On the “Learn to Code” Movement and Its Lies - rayj
https://medium.com/p/1982aab8aa8e

======
rf1331
Computer Science alongside other subjects is a hell of a lot more impactful
than most liberal arts classes. I rarely meet non-engineers (or people with
some sort of technical training) who know how to think analytically worth a
damn. Introducing CS would certainly help this.

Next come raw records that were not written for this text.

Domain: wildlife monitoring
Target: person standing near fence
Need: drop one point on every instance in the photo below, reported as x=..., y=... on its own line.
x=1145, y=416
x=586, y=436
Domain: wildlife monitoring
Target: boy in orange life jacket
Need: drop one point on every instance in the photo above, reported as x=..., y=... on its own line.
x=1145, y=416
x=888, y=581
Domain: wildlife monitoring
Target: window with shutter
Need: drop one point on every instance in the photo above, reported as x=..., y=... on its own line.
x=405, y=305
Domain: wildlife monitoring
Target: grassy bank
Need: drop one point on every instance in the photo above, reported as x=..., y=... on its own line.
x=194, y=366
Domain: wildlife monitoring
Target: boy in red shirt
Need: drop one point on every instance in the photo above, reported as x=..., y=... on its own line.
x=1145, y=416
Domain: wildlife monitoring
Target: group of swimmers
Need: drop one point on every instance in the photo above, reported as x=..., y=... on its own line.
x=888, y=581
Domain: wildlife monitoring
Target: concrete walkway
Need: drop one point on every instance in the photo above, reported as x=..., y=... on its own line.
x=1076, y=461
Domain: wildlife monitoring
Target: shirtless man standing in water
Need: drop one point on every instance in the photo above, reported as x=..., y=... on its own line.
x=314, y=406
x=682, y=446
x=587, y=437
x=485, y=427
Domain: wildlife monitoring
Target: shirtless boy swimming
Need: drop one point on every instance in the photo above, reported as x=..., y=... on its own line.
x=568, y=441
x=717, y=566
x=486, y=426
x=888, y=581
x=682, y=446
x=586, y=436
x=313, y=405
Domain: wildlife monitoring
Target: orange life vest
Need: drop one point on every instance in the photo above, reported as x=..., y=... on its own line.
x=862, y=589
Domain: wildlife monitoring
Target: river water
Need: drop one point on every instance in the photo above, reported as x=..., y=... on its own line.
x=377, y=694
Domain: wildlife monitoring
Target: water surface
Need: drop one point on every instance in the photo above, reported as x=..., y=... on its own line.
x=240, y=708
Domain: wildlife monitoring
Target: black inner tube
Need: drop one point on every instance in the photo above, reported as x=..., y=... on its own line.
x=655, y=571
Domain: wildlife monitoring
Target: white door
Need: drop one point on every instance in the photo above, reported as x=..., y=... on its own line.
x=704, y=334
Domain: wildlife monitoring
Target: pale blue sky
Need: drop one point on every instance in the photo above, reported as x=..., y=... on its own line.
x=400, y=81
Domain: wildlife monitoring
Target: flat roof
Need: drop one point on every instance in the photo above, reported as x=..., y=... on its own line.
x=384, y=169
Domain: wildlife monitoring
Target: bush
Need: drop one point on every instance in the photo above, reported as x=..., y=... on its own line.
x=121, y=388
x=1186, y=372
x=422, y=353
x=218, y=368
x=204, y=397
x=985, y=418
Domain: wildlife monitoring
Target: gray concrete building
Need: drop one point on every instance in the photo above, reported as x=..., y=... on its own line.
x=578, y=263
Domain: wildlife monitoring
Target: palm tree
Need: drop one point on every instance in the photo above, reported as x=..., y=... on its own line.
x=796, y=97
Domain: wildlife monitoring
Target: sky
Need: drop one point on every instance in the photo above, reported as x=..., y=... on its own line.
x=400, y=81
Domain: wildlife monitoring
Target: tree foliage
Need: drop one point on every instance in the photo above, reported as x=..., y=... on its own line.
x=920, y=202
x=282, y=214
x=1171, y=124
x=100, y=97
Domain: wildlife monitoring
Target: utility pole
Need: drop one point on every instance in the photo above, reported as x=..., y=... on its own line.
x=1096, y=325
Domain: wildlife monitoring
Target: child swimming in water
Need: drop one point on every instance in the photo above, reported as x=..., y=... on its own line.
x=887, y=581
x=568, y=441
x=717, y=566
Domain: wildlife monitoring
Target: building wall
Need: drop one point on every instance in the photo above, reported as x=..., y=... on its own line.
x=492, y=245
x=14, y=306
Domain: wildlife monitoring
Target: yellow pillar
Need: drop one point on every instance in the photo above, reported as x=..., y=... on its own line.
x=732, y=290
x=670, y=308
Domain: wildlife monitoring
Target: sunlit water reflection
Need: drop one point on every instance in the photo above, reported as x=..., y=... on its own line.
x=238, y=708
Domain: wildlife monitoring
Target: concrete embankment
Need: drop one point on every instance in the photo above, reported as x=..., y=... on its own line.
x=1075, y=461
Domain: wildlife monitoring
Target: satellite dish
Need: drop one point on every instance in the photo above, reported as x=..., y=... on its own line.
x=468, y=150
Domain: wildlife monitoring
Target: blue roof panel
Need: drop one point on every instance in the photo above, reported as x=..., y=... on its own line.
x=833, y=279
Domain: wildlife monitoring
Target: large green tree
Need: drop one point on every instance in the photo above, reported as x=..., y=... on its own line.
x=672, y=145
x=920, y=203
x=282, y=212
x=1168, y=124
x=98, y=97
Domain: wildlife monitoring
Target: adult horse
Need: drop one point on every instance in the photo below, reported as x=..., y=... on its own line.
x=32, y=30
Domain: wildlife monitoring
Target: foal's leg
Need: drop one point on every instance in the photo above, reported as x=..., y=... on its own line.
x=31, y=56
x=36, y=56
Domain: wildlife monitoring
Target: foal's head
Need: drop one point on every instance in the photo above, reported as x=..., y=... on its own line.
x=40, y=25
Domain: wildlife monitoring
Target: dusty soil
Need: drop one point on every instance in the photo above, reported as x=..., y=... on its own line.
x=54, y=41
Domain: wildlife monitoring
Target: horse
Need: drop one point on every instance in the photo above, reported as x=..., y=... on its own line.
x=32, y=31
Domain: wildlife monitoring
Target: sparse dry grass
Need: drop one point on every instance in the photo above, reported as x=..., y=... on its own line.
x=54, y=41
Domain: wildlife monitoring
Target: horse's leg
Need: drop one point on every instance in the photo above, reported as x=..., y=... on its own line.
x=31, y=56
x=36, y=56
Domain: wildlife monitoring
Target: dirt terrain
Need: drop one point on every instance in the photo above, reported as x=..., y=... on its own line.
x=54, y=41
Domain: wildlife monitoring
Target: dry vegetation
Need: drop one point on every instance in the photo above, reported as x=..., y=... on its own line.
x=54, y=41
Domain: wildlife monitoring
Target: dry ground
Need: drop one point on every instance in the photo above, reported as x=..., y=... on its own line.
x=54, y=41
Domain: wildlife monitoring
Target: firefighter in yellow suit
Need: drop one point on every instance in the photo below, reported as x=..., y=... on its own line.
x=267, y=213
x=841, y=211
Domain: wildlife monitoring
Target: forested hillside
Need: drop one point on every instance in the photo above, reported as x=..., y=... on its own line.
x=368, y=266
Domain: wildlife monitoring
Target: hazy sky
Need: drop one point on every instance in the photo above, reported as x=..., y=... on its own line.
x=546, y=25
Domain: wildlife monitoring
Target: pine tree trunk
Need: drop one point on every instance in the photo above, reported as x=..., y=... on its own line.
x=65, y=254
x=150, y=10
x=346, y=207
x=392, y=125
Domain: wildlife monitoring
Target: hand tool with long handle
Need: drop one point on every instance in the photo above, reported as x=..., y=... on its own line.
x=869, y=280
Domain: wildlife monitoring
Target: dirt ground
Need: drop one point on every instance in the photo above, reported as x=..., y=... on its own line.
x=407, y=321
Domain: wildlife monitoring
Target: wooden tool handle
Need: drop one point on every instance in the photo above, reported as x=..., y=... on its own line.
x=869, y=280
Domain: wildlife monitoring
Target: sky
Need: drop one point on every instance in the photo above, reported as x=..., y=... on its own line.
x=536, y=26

And this argument is basically decrying the semantics of "Learn to code". Yes,
the term is ambiguous. That's not the point. I believe it's called using
layman's terms.

------
kellishaver
My husband and I have teamed up to teach our daughter (11) how to program, and
while it may put us in the "bad parent" category in some people's eyes,
learning to program is not optional. Fortunately, she seems to be interested
and enjoying herself.

There are a whole host of valuable skills that learning to program teaches
you; critical thinking and analytical skills, problem solving and planning,
organizational skills, collaborative skills, reading comprehension and writing
skills (documentation).

These are all extremely important skills to have and they all seem to be
severely lacking from her public school education, where the emphasis is on
teaching to the test and following a less than ideal Common Core curriculum.
Going to school isn't actually teaching her _how_ to think to any serious
degree.

It's teaching her how to intuit answers to standardized questions, certainly a
useful skill to possess, but she also needs to be tackling problems too big to
just "do" so that she can understand the thought processes and develop the
methods to do complex thinking.

Actually being fluent in a programming language and writing a piece of
software is something that I see as a sort of side effect; useful, certainly,
but not the main goal.

Are there other ways to foster this sort of "big picture' thinking? Sure, but
programming is what we know, so it's the vehicle we will use to teach her the
skills we feel she needs to have, but isn't getting.

------
robotys
Good in coding is an effect of good and clean analytical thinking on problem
solving. All men in my family are mechanic (13yo the youngest) while i'm a
programmer and it shows that both world use the same problem solving
techniques and some familiar technical mindset.

Good thinking preceeds technical mastery. Mastery in any skill (which is
basically any applied knowledge) can be learnt by apprenticeship for a period
of time.

It takes a jedi to train a padawan.

------
gregjor
Good example of why "learn to write" is more important than "learn to code."
Medium desperately needs copy editors.